The Company is reiterating its financial guidance for 2024, which was initially provided on January 17, 2024. For the full year 2024, the Company expects:

  • Total revenue of $915 million to $985 million, representing growth of 10% to 19% over 2023 total revenue primarily driven by increases in royalty revenue, collaboration revenue and growth in product sales from XYOSTED®. Revenue from royalties of $500 million to $525 million, representing growth of 12% to 17% over 2023.
  • Adjusted EBITDA of $535 million to $585 million, representing growth of 26% to 37% over 2023.
  • Non-GAAP diluted earnings per share of $3.55 to $3.90, representing growth of 28% to 41% over 2023.1 The Company's earnings per share guidance does not consider the impact of potential future share repurchases.

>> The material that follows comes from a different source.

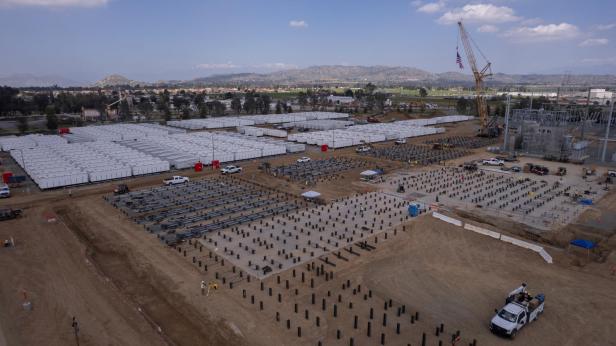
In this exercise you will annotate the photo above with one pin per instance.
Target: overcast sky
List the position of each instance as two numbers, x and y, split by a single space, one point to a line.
158 39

Table 1. 2024 Financial Guidance

Guidance Range

Total Revenue

$915 to $985 million

Royalty Revenue

$500 to $525 million

Adjusted EBITDA

$535 to $585 million

Non-GAAP Diluted EPS

$3.55 to $3.90

Webcast and Conference Call

Halozyme will host its Quarterly Update Conference Call for the first quarter ended March 31, 2024 today, Tuesday, May 7, 2024 at 1:30 p.m. PT/4:30 p.m. ET. The conference call may be accessed live with pre-registration via link: https://registrations.events/direct/Q4I871907. The call will also be webcast live through the "Investors" section of Halozyme's corporate website and a recording will be made available following the close of the call. To access the webcast and additional documents related to the call, please visit Halozyme.com.

About Halozyme

Halozyme is a biopharmaceutical company advancing disruptive solutions to improve patient experiences and outcomes for emerging and established therapies. As the innovators of ENHANZE® drug delivery technology with the proprietary enzyme rHuPH20, Halozyme's commercially-validated solution is used to facilitate the subcutaneous delivery of injected drugs and fluids, with the goal of reducing treatment burden for patients. Having touched more than 800,000 patient lives in post-marketing use in seven commercialized products across more than 100 global markets, Halozyme has licensed its ENHANZE® technology to leading pharmaceutical and biotechnology companies including Roche, Takeda, Pfizer, Janssen, AbbVie, Eli Lilly, Bristol-Myers Squibb, argenx, ViiV Healthcare, Chugai Pharmaceutical and Acumen Pharmaceuticals.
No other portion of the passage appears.